Leia o texto do manifesto na íntegra:
“Prezado Senhor Presidente Baleia Rossi,
Desde 1966, o DNA do MDB é o firme compromisso com a democracia, tanto interna quanto externamente. Esse compromisso implica o respeito à pluralidade de opiniões de nossos diretórios regionais, de nossas lideranças e, primordialmente, de nosso eleitor em cada rincão do País.

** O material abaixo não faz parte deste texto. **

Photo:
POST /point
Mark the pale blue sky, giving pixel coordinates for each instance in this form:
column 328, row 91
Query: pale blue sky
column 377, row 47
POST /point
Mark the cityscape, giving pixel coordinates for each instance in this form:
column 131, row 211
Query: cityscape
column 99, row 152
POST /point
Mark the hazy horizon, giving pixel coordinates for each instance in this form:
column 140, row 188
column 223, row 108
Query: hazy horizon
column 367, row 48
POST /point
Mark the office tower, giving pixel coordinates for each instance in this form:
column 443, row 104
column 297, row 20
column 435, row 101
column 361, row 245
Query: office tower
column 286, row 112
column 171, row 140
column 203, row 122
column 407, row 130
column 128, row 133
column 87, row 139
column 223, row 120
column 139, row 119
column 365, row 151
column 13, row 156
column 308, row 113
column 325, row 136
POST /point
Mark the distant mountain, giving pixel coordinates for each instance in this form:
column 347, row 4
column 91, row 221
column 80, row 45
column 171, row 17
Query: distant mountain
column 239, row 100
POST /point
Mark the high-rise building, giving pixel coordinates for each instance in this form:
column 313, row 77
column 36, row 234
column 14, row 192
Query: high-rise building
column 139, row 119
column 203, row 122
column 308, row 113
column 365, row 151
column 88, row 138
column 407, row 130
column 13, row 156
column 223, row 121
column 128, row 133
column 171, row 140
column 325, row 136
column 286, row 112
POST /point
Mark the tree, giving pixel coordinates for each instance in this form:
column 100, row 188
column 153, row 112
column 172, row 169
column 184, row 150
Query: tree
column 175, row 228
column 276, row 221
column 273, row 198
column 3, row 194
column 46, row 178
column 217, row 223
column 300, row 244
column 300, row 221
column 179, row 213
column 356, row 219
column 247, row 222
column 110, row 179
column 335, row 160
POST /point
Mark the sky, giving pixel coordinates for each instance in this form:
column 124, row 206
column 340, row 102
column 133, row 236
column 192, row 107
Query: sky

A trajetória do MDB é marcada pela construção de consensos por meio do amplo diálogo, com o objetivo de ser sempre o ponto de equilíbrio nas discussões e projetos de interesse do povo brasileiro. Nos últimos anos, observamos que o debate político tem sido dificultado por polarizações ideológicas e extremismos, atitudes que sempre rechaçamos.
Nossa história demonstra que os êxitos obtidos pelo partido se deram pela moderação, pelo bom senso e pelo respeito às diferenças.
No atual momento, com a proximidade do processo eleitoral, assistimos ao aumento de especulações quanto ao posicionamento do MDB frente à disputa pela Presidência da República. Como partido de maior inserção nacional, o MDB representa a diversidade de um Brasil continental e federativo, onde cada estado possui sua própria realidade social e política.
Dentro dessas premissas, e em respeito ao espírito democrático alicerçado na vontade de nossas bases, defendemos a independência dos diretórios e do partido de modo geral na eleição presidencial, focando nossas ações prioritariamente nos processos eleitorais regionais e nas composições para as Casas Legislativas.
Nós, signatários deste documento, temos a segurança de afirmar que representamos a ampla maioria do Partido, entre diretórios e lideranças. Confiantes em sua condução sempre serena e democrática do MDB, defendemos que nosso posicionamento seja tornado público pelos canais oficiais da sigla.”